4. D'autre part, aux termes des dispositions de l'article R. 612-6 du code de justice administrative : " Si, malgré une mise en demeure, la partie défenderesse n'a produit aucun mémoire, elle est réputée avoir acquiescé aux faits exposés dans les mémoires du requérant. "

5. M. A fait valoir que l'OFII n'apporte aucun élément de nature à établir les motifs pour lesquels il a refusé de faire droit à sa demande de rétablissement des conditions matérielles d'accueil.
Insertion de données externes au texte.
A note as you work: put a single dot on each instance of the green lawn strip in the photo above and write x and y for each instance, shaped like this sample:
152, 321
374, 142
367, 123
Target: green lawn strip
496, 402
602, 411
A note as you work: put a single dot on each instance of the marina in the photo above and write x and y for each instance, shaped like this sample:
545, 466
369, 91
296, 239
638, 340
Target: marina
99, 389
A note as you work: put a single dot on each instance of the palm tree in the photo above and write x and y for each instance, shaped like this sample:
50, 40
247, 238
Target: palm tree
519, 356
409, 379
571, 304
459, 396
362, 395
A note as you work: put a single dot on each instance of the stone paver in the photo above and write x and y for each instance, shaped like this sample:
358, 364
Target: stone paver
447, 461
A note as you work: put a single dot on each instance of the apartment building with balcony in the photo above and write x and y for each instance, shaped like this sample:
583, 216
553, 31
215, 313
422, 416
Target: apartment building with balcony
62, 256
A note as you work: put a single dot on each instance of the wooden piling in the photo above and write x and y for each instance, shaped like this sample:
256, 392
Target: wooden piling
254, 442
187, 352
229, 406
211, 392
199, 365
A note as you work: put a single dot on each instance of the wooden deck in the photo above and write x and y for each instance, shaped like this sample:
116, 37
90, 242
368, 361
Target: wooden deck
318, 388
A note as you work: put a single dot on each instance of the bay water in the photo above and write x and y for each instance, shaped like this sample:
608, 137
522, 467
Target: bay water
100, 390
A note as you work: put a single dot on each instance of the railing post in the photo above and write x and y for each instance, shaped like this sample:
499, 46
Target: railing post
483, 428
L'OFII, qui n'a pas produit de mémoire en défense avant la clôture de l'instruction en dépit d'une mise en demeure de défendre dans un délai d'un mois qui lui a été adressée, est réputé avoir acquiescé aux faits. Dans ces conditions, l'OFII ne justifie pas des raisons pour lesquelles M. A n'a pas respecté les obligations auxquelles il avait consenti au moment de l'acception initiale des conditions matérielles d'accueil. Par suite, la décision de l'OFII doit être regardée comme entachée d'une erreur manifeste d'appréciation.

6. Il résulte de ce qui précède, et sans qu'il soit besoin d'examiner les autres moyens de la requête, que M. A est fondé à demander l'annulation de la décision implicite de l'OFII.

Sur les conclusions à fin d'injonction :

7. Eu égard au motif d'annulation retenu, l'exécution du présent jugement implique seulement, sous réserve d'un changement dans les circonstances de fait ou de droit, que l'OFII réexamine la situation de M. A. Il y a lieu, en l'espèce, de lui enjoindre d'y procéder dans un délai de deux mois à compter de la notification du présent jugement.

Sur les frais liés au litige :

8. M. A a obtenu le bénéfice de l'aide juridictionnelle. Par suite, son avocat peut se prévaloir des dispositions des articles L. 761-1 du code de justice administrative et 37 de la loi du 10 juillet 1991. Il y a lieu, dans les circonstances de l'espèce, et sous réserve que Me de Seze, avocat de M. A, renonce à percevoir la somme correspondant à la part contributive de l'Etat, de mettre à la charge de l'OFII le versement à Me de Seze de la somme de 1 500 euros.

D E C I D E :

Article 1 : Il n'y a pas lieu de statuer sur les conclusions de M. A tendant à ce qu'il soit admis, à titre provisoire, au bénéfice de l'aide juridictionnelle.

Article 2 : La décision implicite de l'OFII est annulée.

Article 3 : Il est enjoint à l'OFII de réexaminer la situation de M. A dans un délai de deux à compter de la notification du présent jugement.

Article 4 : L'OFII versera la somme de 1 500 euros à Me de Seze, en application des dispositions des articles L. 761-1 du code de justice administrative et 37 de la loi du 10 juillet 1991, sous réserve que Me de Seze renonce à percevoir la somme correspondant à la part contributive de l'Etat au titre de l'aide juridictionnelle.

Article 5 : Le présent jugement sera notifié à M. B A, à Me de Seze et à l'office français de l'immigration et de l'intégration (OFII).

Délibéré après l'audience du 31 mars 2023, à laquelle siégeaient :

Mme Aubert, présidente,

M. Blusseau, conseiller,

Mme Arnaud, conseillère.

Rendu public par mise à disposition au greffe le 14 avril 2023.

Le rapporteur,

A. BLUSSEAU

La présidente,

S. AUBERT

La greffière,

A. LOUART

La République mande et ordonne au ministre de l'intérieur et des outre-mer, en ce qui le concerne ou à tous commissaires de justice à ce requis en ce qui concerne les voies de droit commun contre les parties privées, de pourvoir à l'exécution de la présente décision.